A helicopter flew low over the barn. Outside the window, they both watched it head east toward the Santa Ana Mountains.
“I almost had him,” Ben said. “If I had gotten him, that girl would be alive.” She had been a college student, the one killed last night, a twenty-year-old back at her parents’ place for a visit. “Now all I can do is sit on my ass doing nothing.”
She looked at him, wondering if he heard his own words.
“Take a ride with me,” she said.
—
THEY GOT IN her Z and rode across town in silence. Cruisers were out everywhere, the city like a police state. Cops in grocery store parking lots. Cops guarding the dirt roads that led out of the hills. The yellow tape was still up at Puente Madera, and police cruisers were there, too, blocking the entrance to the complex. Everything else was back in order, though—the stoplight replaced, the skid marks and oil slick cleaned up.
“Hernandez paid me a visit,” Ben said. “He seemed to know a lot about my recent activities.”
She glanced at him, hearing the implication in his voice.
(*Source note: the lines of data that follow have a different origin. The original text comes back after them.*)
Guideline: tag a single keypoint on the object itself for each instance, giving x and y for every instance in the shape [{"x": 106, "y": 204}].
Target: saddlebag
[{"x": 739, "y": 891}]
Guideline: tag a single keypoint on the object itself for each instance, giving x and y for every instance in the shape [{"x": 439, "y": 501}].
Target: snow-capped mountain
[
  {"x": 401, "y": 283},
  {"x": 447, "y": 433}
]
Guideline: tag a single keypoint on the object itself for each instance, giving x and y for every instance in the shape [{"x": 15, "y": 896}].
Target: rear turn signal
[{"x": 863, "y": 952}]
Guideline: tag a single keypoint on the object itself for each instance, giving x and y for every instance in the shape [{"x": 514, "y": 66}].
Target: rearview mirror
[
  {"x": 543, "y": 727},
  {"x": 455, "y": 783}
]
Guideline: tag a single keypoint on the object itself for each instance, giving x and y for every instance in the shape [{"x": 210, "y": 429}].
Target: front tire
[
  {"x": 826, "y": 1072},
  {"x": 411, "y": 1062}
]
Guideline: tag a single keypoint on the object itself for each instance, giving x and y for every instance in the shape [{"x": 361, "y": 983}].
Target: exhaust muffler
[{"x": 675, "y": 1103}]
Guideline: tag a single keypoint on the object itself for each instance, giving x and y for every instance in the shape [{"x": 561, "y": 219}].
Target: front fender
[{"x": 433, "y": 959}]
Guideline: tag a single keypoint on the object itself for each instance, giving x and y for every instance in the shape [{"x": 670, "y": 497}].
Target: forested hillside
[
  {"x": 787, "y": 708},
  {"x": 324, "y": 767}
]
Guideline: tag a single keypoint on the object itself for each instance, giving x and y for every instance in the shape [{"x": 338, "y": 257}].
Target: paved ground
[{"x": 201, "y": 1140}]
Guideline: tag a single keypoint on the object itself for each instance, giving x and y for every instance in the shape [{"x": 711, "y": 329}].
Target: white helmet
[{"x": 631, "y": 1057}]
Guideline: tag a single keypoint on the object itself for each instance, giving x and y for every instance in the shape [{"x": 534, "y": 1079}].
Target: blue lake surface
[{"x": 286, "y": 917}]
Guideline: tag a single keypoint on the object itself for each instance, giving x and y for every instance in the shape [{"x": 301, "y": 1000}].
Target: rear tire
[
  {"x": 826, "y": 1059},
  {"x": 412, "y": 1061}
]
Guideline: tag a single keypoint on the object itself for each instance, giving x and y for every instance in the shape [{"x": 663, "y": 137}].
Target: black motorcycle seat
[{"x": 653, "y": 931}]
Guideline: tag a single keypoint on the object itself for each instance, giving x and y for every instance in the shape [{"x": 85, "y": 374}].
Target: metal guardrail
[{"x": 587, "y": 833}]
“I haven’t said a word to him,” she said. A light turned red; she hit the brakes and glared at him. “You know me better than that.”
He stared at her for a moment, his eyes hidden behind dark sunglasses, and then nodded and turned away. It took five minutes and two cigarettes to reach the high school, all three hundred seconds ticking off in silence.
“You know this is the last place I want to be,” he said, when he saw where they were headed.